I on the other hand have clearly settled for way too little for far too long. I loved him so much I was able to delude myself that deep down he loved me too. He told me that he thought the things I did for him were out of obligation not love. I know this is how he is justifying what he's done, but it's still a slap in the face.

I have told him to go and be with this woman (who, surprise surprise, he works with) to find out if it's real or fantasy. He says he's not ready to do that yet. He fears leaving the security of our family life I think. However, he clearly doesn't want to be with me either or he wouldn't still be considering a life with this woman.

My problem is in moving on. For financial reasons we are going to have to live together until we can sell the house (which will be a few months away).
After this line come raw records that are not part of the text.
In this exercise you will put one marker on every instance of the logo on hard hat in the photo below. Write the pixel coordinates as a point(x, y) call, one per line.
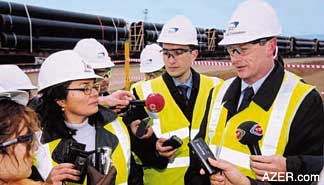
point(240, 133)
point(173, 30)
point(148, 61)
point(256, 130)
point(233, 25)
point(100, 55)
point(87, 67)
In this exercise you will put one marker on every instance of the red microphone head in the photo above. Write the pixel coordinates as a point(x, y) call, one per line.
point(154, 102)
point(249, 132)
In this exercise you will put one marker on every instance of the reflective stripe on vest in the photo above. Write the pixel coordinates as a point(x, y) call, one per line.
point(124, 141)
point(44, 153)
point(118, 128)
point(43, 160)
point(217, 106)
point(280, 107)
point(276, 124)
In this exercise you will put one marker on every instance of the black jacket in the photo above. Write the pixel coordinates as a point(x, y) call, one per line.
point(99, 120)
point(148, 153)
point(307, 127)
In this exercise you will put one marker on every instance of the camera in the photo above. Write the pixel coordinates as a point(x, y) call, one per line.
point(173, 141)
point(70, 151)
point(201, 150)
point(145, 123)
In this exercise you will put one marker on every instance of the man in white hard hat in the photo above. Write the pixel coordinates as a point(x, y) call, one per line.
point(13, 78)
point(152, 65)
point(97, 56)
point(151, 62)
point(18, 96)
point(289, 111)
point(185, 92)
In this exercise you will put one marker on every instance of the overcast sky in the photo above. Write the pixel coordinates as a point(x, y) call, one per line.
point(298, 17)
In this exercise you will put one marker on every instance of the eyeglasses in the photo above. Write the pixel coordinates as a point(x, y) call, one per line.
point(174, 53)
point(242, 50)
point(87, 89)
point(20, 139)
point(106, 73)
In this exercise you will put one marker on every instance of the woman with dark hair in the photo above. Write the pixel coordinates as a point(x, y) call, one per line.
point(18, 125)
point(73, 124)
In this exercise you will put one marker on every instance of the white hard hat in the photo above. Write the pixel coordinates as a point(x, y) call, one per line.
point(151, 59)
point(64, 66)
point(178, 30)
point(13, 78)
point(93, 52)
point(18, 96)
point(252, 20)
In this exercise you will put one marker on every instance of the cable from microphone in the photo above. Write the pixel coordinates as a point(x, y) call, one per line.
point(249, 133)
point(154, 102)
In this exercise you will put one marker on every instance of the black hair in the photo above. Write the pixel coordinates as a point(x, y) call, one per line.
point(51, 115)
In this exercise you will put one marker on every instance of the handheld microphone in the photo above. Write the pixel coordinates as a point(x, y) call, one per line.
point(154, 102)
point(249, 133)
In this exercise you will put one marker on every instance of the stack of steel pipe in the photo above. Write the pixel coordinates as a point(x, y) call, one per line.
point(42, 29)
point(284, 45)
point(214, 36)
point(303, 46)
point(320, 46)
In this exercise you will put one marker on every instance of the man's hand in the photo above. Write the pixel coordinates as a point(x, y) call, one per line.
point(229, 175)
point(62, 172)
point(134, 125)
point(118, 99)
point(262, 164)
point(165, 151)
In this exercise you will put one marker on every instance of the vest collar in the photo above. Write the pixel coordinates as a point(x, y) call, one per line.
point(265, 95)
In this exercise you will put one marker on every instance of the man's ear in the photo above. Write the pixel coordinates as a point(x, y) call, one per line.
point(61, 103)
point(195, 53)
point(272, 47)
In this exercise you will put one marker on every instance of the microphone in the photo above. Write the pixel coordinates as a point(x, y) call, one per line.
point(154, 102)
point(249, 133)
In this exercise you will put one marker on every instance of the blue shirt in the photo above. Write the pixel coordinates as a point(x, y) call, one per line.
point(188, 83)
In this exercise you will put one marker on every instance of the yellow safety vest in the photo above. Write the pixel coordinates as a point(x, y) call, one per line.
point(120, 155)
point(135, 84)
point(171, 121)
point(275, 123)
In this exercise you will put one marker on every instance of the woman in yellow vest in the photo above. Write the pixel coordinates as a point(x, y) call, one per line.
point(18, 125)
point(73, 124)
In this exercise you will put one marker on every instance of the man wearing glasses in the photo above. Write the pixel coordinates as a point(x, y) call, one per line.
point(289, 111)
point(185, 92)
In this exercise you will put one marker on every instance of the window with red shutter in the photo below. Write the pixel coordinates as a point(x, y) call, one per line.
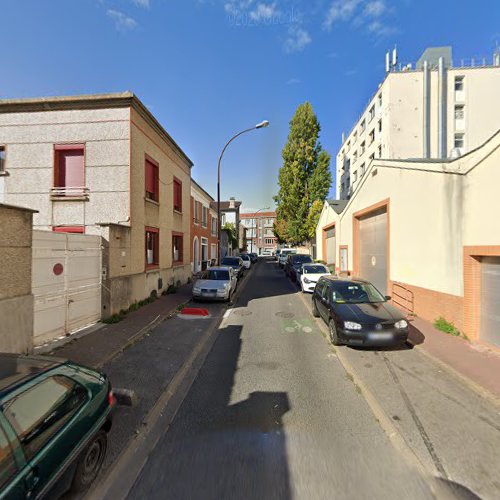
point(152, 181)
point(177, 195)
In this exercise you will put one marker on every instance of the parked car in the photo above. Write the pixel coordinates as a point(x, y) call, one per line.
point(284, 254)
point(309, 274)
point(236, 263)
point(54, 419)
point(217, 283)
point(357, 313)
point(293, 264)
point(247, 261)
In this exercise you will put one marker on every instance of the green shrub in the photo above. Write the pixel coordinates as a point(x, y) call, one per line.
point(447, 327)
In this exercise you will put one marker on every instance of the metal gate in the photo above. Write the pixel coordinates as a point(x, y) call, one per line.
point(330, 246)
point(66, 283)
point(490, 300)
point(373, 249)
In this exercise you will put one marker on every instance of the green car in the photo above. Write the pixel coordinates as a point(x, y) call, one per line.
point(54, 420)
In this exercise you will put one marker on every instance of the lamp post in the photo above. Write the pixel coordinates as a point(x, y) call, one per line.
point(263, 124)
point(256, 224)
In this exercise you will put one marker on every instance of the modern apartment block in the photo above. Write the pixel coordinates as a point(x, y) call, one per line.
point(102, 165)
point(260, 233)
point(438, 109)
point(203, 228)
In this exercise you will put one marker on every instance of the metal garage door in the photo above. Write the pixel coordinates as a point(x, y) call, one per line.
point(330, 246)
point(373, 249)
point(490, 300)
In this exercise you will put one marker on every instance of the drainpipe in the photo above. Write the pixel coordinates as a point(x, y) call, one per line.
point(426, 109)
point(442, 128)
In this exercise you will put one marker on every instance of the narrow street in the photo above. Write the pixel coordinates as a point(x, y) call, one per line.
point(273, 414)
I want to focus on developing our friendship for the future for the sake of our kids. He says he wants this too, but at the same time he keeps talking to me about the mess he's made of his life and his confusion about his feelings for this woman. 

I told him yesterday I have to put protections in place for myself and he can't talk to me about this stuff anymore. I'm not his BFF anymore - if I ever was.

Someone asked me how I was today and I thought about it for a while. People keep asking me this and I don't know what they want me to say. Finally I decided to say "I've had better days but I'm going to get through it." 

That's my mantra now. I know things are going to be horrible for a long time yet, but I refuse to believe there won't be good time for me again.


----------



## Raffles (Oct 20, 2012)

Good on u. I'm also in early 40's, been married 17 yrs, 3 kids etc.. There is nothing worse than having your partner tell u they don't love u.. I too ask myself did he ever?? I think it's prob norm for us to b asking this, cause in my eyes if they ever loved us they wouldn't want to hurt us..
Anyway stay strong..


----------



## Frostflower (Jul 22, 2012)

Having to stay in the same house must be extremely difficult. Sounds like he may be cake eating. Carrying on an affair while remaining in the security of the marriage. If things don't work out with OW, he knows he still has you as plan B.

If he is not willing to work on the marriage, it may be time to think about ending it whether he thinks that's a good idea or not.


----------



## ConfusedInMichigan (Oct 27, 2012)

File for divorce on him, he has clearly been unfaithful. Then, watch him squirm when the law gets involved. He is only thinking about himself: has two women, a house, kids, and even the audacity to discuss his situation with the mistress with the current wife. He deserves none of those things. Make him be a big boy, there is no reason to wait to file. Take out a loan if you need to. Don't stay in a house with him.


----------